Il Natale ai tempi del terrorismo
Il Natale è qualcosa di più di una semplice festa religiosa: fa infatti parte del nostro patrimonio culturale, del nostro più antico e prezioso bagaglio di tradizioni. Non celebra unicamente la nascita del Bambin Gesù, ma anche quei principi come la fratellanza, la solidarietà e la pace, sui quali si fondano le società occidentali. Ecco perchè la decisione del preside della primaria Garofani di Rozzano è una sciocchezza grossolana, specie se presa a seguito dei fatti del 13 novembre. L’integrazione fra il mondo islamico ed il nostro non può certamente passare attraverso la negazione dei valori fondanti della propria identità, per paura di turbare una non meglio precisata sensibilità religiosa di chi proviene da differenti culture.

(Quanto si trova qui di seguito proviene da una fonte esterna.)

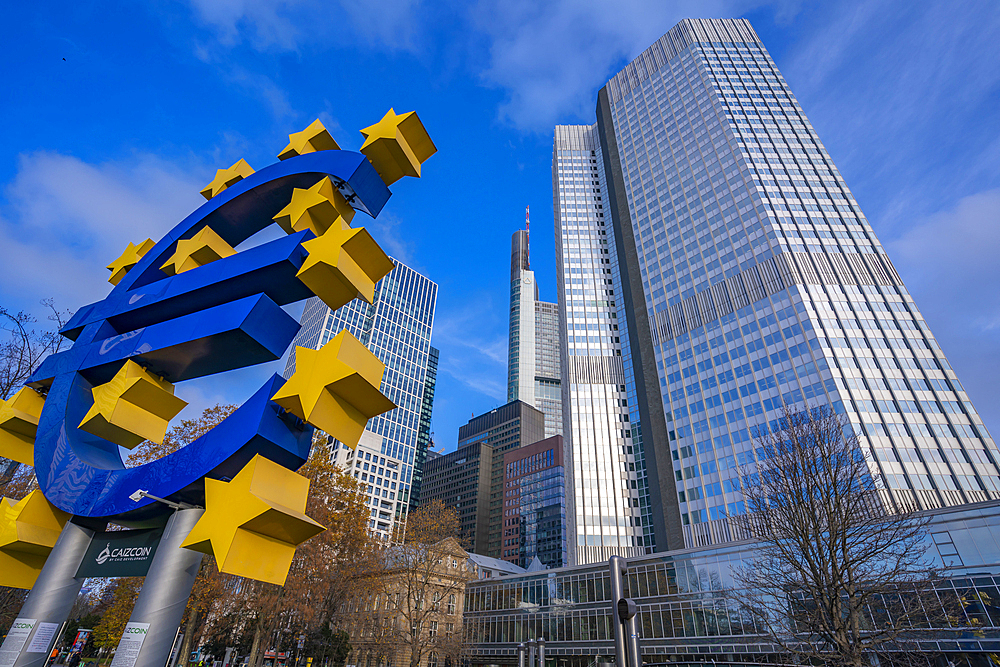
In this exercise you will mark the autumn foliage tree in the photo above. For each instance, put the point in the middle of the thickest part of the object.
(413, 608)
(326, 569)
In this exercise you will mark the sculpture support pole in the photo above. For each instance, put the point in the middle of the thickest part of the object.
(52, 597)
(163, 597)
(617, 566)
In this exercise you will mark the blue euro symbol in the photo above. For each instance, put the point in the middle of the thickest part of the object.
(221, 316)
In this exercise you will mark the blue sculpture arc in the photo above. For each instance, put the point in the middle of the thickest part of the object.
(221, 316)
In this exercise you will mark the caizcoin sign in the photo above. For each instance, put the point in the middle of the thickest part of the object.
(123, 553)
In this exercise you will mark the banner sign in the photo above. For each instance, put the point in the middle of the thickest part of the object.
(43, 638)
(82, 635)
(120, 553)
(130, 645)
(18, 634)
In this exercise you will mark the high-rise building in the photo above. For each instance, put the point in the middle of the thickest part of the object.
(533, 374)
(609, 510)
(396, 327)
(461, 479)
(379, 475)
(508, 427)
(750, 280)
(534, 508)
(424, 434)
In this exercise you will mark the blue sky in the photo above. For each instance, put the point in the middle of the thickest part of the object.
(116, 114)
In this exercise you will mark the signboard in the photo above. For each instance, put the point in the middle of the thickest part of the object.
(130, 645)
(19, 633)
(120, 553)
(43, 638)
(82, 635)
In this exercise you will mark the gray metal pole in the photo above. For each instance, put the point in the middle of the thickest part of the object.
(164, 595)
(617, 566)
(632, 630)
(52, 597)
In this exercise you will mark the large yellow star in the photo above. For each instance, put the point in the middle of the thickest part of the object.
(204, 247)
(318, 208)
(343, 264)
(29, 529)
(253, 523)
(313, 138)
(226, 177)
(133, 253)
(397, 145)
(336, 388)
(134, 406)
(19, 417)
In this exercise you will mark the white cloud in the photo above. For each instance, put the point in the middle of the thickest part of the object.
(949, 263)
(473, 344)
(288, 25)
(902, 93)
(552, 57)
(65, 220)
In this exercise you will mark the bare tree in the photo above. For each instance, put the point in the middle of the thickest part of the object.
(836, 576)
(25, 346)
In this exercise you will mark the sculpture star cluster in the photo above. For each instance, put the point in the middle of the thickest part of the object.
(336, 388)
(29, 529)
(19, 417)
(253, 523)
(134, 406)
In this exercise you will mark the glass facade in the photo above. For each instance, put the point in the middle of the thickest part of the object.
(683, 613)
(508, 427)
(396, 327)
(764, 284)
(534, 506)
(533, 343)
(608, 508)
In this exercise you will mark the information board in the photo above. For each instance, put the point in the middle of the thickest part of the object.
(19, 633)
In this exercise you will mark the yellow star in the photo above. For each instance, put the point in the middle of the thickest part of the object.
(29, 529)
(336, 388)
(134, 406)
(226, 177)
(397, 145)
(253, 523)
(133, 253)
(343, 264)
(204, 247)
(318, 208)
(19, 416)
(313, 138)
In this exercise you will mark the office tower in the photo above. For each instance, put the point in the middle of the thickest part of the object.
(534, 508)
(396, 327)
(533, 355)
(508, 427)
(752, 280)
(609, 510)
(424, 435)
(380, 477)
(461, 479)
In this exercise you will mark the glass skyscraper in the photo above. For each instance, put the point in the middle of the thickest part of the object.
(609, 506)
(533, 344)
(746, 278)
(396, 327)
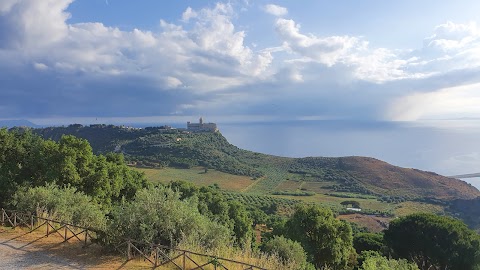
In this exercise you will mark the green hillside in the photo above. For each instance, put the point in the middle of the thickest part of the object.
(160, 147)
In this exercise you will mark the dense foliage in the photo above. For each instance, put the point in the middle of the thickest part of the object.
(327, 241)
(287, 250)
(26, 160)
(63, 204)
(157, 215)
(382, 263)
(434, 242)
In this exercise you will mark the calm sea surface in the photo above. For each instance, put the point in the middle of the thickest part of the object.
(448, 147)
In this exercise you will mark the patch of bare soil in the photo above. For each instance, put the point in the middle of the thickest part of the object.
(373, 223)
(21, 249)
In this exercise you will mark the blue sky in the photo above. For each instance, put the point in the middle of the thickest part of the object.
(72, 61)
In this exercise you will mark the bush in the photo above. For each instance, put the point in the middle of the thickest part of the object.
(63, 204)
(286, 249)
(382, 263)
(158, 216)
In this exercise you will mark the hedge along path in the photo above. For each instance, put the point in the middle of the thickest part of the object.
(159, 256)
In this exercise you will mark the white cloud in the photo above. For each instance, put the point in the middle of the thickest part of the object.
(209, 56)
(204, 53)
(447, 103)
(172, 82)
(276, 10)
(40, 66)
(188, 14)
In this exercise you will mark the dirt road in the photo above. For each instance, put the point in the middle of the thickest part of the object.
(20, 249)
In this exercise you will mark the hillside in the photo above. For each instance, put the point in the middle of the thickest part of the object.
(159, 147)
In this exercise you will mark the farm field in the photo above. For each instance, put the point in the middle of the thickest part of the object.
(245, 185)
(198, 176)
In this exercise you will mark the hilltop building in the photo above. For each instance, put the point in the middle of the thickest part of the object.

Detto questo, sarà comunque opportuno interrogarsi su come gestire la materia complessa della diversità religiosa nelle scuole pubbliche (e laiche), in una società che sta sempre più diventando multietnica, senza naturalmente finire a brandire i presepi come arma di propaganda o a trovarsi improvvide parlamentari che intonano “Tu scendi dalle stelle” davanti ai cancelli degli istituti scolastici. La questione è troppo seria ed importante per lasciarla nelle mani di un Salvini o di una Gelmini qualsiasi, o per strumentalizzarla contro gli islamici e i migranti, in uno spirito che è diametralmente opposto a quello “natalizio”. E’ evidente che ciò che un tempo valeva per una società cattolica non può valere più oggi, ma è altrettanto chiaro che non si può cancellare dai programmi scolastici ogni riferimento religioso per timore di offendere qualcuno. E allora, ancora una volta la diversità dev’essere considerata come un’opportunità, una ricchezza, un’ulteriore strumento di conoscenza dentro una società in cui culture differenti devono imparare a convivere in armonia. Uno degli obiettivi primari dei terroristi è quello di instaurare un clima di contrapposizione totale, di odio verso chi è diverso da noi, cerchiamo – una volta tanto – di non aiutarli.